Demi entreabrió los labios y lo miró con los ojos como platos.
-Tú me sacaste de allí. A eso se refería el agente del FBI cuando me dijo que alguien había interferido... ¡Fuiste a rescatarme!
-No tenía mucha fe en los agentes a los que les habían asignado tu caso -confesó Joe-. Estaban sentados en tu piso con Rory, esperando una llamada de teléfono que quizá nunca hubiera llegado. Así que les seguí la pista a Stanton y sus secuaces con la ayuda de un antiguo compa­ñero.
-Yo... me preguntaba por qué nadie podía decirme qué fue exactamente lo que pasó.
-No podían decírtelo porque no lo sabían -respondió Joe llanamente-. Dado que no hay prueba alguna que pueda inculparme de haber disparado a Stanton, los fede­rales y yo hemos llegado a un acuerdo. Uno de los de arriba me debía un favor, así que me ha cubierto las espal­das frente a la policía y los agentes que llevaban el caso. Si me descubrieran podría producirse un verdadero escán­dalo; imagínate: un jefe de policía yendo contra las leyes federales...
-Oh.
-Así que lo que dice en el informe de la policía es que Stanton se dio a sí mismo, que estaba demasiado borracho como para fijarse en la dirección en la que disparaba -aña­dió Joe, reclinándose en su silla-. Esa sabandija tiene suerte de estar aún con vida después de lo que te hizo.
-Estaba realmente furioso -recordó Demi estremecién­dose.
-¿Intentó forzarte?
-No, estaba demasiado ocupado pegándome como para pensar en el sexo -contestó Demi con un pesado suspiro-. Debo decir, en favor de uno de sus secuaces, que intentó detenerlo cuando empezó a pegarme, pero Sam estaba fuera de control. Además de estar borracho debía haberse metido algo, porque tenía los ojos vidriosos y estaba muy colocado.
-¿Quién fue el que intentó detenerlo? -inquirió Joe. -Era rubio -murmuró ella-; es todo lo que recuerdo. -El otro al que arrestaron era rubio -dijo Joe-. El que escapó me parece que era moreno.
-Puede ser -concedió Demi-. Mi madre tendrá que res­ponder unas cuantas preguntas después de esto -dijo-. Si fuera una persona vengativa iría a la prensa amarilla y les da­ría una historia que no olvidarían jamás.
-Si lo hicieras se pasarían el resto de tu vida persiguién­dote -replicó Joe-. Aleja ese pensamiento de tu mente.

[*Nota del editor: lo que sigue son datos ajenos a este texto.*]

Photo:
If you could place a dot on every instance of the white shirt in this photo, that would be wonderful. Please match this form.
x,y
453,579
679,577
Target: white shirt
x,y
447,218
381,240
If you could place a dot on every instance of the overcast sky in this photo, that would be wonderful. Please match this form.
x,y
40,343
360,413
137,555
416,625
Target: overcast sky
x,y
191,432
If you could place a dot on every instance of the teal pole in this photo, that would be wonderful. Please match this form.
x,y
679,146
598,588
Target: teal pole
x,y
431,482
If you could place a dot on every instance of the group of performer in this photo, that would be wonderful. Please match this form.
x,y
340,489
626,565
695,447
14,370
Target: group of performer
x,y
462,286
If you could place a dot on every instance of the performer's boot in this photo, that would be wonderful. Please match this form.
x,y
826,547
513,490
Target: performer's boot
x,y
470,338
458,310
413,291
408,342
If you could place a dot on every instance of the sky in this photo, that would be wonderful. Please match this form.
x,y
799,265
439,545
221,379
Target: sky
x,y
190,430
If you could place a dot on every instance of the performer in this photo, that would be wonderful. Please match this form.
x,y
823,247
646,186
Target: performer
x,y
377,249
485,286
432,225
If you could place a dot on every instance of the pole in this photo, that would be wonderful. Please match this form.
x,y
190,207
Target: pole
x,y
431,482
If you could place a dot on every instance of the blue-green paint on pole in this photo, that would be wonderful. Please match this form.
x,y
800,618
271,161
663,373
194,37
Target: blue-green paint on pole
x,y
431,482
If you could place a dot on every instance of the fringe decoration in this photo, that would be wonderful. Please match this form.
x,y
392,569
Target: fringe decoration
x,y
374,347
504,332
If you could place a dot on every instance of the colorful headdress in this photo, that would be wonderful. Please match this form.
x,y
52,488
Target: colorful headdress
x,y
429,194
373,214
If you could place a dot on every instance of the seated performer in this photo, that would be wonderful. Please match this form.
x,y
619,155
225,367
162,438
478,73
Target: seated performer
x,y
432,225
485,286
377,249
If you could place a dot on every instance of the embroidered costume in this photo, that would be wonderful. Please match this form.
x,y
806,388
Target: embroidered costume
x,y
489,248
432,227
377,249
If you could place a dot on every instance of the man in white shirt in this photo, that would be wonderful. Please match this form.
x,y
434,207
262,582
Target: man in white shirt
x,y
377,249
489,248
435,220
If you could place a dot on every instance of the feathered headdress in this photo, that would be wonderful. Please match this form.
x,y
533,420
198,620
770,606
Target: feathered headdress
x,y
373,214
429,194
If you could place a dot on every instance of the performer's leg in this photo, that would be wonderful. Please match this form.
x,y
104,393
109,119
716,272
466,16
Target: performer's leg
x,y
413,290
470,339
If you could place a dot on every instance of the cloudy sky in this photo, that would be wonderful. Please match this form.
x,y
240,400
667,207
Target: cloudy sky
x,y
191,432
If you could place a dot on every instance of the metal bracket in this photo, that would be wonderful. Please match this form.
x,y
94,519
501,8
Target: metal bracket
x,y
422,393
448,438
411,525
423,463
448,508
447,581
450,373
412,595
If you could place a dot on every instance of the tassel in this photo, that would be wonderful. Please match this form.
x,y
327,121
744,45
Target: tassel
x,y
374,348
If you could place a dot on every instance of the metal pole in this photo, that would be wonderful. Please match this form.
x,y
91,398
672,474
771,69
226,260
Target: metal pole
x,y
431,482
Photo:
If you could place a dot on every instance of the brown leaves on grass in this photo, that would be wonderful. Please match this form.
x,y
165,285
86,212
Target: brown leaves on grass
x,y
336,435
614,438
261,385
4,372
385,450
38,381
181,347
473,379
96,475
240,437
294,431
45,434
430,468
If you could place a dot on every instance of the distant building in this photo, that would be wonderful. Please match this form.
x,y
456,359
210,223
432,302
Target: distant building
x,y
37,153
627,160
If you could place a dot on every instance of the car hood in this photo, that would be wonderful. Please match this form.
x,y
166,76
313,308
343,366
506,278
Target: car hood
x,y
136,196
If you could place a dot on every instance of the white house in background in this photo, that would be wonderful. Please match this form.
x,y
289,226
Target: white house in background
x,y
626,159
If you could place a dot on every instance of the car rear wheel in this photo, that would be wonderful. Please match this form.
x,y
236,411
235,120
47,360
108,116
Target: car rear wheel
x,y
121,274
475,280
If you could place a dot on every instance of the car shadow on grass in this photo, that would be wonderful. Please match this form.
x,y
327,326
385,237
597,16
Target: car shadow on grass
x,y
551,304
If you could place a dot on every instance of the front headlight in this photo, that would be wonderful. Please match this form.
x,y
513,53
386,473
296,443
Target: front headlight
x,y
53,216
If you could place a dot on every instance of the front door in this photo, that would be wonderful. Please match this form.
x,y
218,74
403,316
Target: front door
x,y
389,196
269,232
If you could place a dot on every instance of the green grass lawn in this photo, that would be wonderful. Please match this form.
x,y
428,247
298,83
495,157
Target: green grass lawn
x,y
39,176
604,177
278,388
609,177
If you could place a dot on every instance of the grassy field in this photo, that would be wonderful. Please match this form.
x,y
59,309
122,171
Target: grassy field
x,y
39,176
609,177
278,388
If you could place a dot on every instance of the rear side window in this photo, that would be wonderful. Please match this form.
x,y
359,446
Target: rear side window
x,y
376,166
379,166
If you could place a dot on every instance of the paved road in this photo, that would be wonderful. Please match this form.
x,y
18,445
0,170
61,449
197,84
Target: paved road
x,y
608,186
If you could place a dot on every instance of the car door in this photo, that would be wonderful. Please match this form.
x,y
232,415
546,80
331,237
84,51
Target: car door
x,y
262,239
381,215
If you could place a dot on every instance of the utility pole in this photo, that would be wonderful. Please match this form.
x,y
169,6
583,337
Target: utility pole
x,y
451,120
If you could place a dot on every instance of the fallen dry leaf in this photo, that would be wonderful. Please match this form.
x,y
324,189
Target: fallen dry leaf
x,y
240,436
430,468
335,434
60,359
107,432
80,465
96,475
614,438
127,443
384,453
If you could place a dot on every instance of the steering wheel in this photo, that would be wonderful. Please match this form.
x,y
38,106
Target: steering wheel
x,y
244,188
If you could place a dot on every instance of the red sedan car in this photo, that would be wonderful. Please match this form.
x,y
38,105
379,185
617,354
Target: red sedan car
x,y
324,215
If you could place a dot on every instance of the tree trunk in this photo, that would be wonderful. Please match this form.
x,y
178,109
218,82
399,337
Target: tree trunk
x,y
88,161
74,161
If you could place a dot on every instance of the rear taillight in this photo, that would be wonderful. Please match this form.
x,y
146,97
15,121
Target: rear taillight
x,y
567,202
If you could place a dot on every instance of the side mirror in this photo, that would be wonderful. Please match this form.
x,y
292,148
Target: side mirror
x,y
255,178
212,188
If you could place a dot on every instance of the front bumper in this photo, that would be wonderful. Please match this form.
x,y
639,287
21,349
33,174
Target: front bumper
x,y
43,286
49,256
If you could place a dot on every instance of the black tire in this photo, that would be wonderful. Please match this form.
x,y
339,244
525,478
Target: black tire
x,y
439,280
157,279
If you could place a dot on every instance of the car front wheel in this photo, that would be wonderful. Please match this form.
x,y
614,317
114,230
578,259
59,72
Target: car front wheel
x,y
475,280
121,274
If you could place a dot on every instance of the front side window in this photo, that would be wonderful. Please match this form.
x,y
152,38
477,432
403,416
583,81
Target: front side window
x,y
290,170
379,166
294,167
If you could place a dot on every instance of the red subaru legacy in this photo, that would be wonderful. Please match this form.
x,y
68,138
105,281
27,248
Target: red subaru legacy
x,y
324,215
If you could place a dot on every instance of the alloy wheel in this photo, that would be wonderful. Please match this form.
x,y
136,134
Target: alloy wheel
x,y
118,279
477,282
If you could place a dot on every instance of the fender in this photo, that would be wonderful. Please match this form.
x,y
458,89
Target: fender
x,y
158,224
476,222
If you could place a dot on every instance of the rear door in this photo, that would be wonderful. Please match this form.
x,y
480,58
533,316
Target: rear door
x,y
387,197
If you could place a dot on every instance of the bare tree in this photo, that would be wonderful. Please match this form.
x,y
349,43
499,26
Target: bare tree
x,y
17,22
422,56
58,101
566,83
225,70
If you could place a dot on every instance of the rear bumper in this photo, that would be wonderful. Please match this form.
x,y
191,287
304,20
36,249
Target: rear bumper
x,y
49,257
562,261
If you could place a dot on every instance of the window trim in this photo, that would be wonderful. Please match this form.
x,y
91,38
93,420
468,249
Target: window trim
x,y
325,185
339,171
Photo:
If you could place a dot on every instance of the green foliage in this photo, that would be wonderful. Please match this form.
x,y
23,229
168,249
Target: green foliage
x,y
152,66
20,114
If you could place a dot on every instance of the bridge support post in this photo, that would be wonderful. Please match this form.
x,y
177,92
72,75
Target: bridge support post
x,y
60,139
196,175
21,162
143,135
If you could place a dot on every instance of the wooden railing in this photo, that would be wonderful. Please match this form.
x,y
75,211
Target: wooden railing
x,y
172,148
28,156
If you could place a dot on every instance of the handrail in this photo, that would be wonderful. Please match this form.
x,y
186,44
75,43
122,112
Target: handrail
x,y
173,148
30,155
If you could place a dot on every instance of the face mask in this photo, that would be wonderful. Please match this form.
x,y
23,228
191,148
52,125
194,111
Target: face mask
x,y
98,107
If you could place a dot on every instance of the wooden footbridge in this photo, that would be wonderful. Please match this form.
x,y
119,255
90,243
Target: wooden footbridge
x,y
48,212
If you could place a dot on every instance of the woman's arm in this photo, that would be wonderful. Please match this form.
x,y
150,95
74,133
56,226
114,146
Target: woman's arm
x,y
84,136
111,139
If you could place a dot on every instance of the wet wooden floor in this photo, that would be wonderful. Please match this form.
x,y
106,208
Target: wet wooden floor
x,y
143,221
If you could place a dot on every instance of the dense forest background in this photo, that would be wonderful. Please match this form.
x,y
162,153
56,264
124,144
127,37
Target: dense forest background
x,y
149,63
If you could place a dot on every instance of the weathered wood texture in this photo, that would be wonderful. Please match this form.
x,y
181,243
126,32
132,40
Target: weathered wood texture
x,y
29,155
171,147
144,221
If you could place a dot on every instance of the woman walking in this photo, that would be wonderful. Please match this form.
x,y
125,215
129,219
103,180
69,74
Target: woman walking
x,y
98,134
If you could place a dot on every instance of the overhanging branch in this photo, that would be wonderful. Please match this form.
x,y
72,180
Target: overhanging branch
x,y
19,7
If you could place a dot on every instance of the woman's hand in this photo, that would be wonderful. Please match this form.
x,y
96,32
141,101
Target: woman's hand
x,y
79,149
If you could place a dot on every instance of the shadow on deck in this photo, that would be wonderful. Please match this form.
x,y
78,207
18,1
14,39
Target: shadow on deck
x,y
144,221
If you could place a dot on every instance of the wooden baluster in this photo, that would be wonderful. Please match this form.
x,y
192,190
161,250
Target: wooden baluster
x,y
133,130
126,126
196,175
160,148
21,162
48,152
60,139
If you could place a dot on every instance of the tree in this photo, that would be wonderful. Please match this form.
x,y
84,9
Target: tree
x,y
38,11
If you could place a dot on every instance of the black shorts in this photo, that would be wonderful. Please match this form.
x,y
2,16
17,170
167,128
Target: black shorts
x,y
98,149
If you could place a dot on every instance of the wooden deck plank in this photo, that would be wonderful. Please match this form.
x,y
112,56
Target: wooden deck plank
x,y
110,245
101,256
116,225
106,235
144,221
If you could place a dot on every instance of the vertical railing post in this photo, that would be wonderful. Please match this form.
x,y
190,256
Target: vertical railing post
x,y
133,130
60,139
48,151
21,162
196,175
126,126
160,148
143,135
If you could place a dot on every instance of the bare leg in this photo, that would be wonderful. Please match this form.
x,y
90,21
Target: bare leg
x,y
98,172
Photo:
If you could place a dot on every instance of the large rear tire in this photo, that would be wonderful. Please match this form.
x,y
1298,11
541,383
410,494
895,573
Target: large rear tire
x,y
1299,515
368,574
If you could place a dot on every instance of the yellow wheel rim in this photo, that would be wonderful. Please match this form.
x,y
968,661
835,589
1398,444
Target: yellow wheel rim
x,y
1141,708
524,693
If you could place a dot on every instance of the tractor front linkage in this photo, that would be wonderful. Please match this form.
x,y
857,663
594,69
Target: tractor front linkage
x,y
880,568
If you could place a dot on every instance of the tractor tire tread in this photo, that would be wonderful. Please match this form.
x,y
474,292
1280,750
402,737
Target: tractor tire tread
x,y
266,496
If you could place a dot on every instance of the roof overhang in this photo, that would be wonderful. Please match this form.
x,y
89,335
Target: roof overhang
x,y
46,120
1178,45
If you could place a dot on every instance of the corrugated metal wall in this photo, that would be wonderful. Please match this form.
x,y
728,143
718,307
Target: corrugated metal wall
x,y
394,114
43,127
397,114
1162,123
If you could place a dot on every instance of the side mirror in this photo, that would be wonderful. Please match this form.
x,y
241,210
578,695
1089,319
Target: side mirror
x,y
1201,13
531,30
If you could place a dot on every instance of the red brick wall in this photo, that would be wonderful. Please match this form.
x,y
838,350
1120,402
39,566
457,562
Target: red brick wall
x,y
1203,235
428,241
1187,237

Demi lo miró con ojos tristes.

-No creo que puedan hacerme más daño del que ya me han hecho.
Joe contrajo el rostro.
-Fui un estúpido al creer las mentiras que publicaron -dijo-. Lo que ha pasado es en gran parte culpa mía.
Demi sacudió la cabeza.
-De todos modos esto podría haber ocurrido igual­mente -replicó con pesadumbre-. Sé que mi madre está de­trás del secuestro. Me había llamado para amenazarme, pero nunca creí que fuera a poner en peligro la vida de su propio hijo por dinero. Qué ilusa...
-¿Siempre ha sido alcohólica?

Demi asintió con la cabeza.

-Desde que tengo uso de razón la recuerdo bebiendo.Y a la tierna edad de ocho años ya empecé a buscar fiadores para sacar a mi madre de la cárcel cada vez que se metía en líos. La arrestaban por prostitución, embriaguez, por condu­cir bebida, por robar... de todo lo imaginable. Se prostituía con clientes fijos para sacar dinero con el que malvivir, pero con el tiempo se emborrachaba con demasiada frecuencia incluso para eso.Yo tuve que ponerme a repartir periódicos para comprarme ropa -añadió contrayendo el rostro-. Pero todo eso fue antes de que Sam se viniera a vivir con noso­tros.
-Ese tipo es escoria, de la peor calaña -masculló Joe.
-Sí, pero por desgracia mi madre opina distinto.
-En fin, sobre gustos no hay nada escrito.
Demi se rió.
-Eso mismo he dicho yo siempre -murmuró cerrando los ojos-. Dios, estoy tan cansada...
-Es normal, después de lo que has pasado.
-No permitirás que le hagan daño a Rory, ¿verdad, Joe? -le preguntó Demi.
-No si puedo evitarlo -le aseguró él.

Sin embargo, había algo que preocupaba a Joe. Si a Stanton le tocara un juez poco honrado, gracias a los con­tactos que tenía esa sabandija, podía acabar dejándose con­vencer, y establecer una fianza razonable con lo que saldría de la cárcel si la pagaba. Y, si eso ocurría, sin duda iría di­recto a por Demi. Después de todo, no tenía nada que per­der.
No iba a ser tarea facil mantener a salvo a un tiempo a Demi y a Rory, pero iba a hacerlo. No permitiría que nada volviera a pasarles jamás.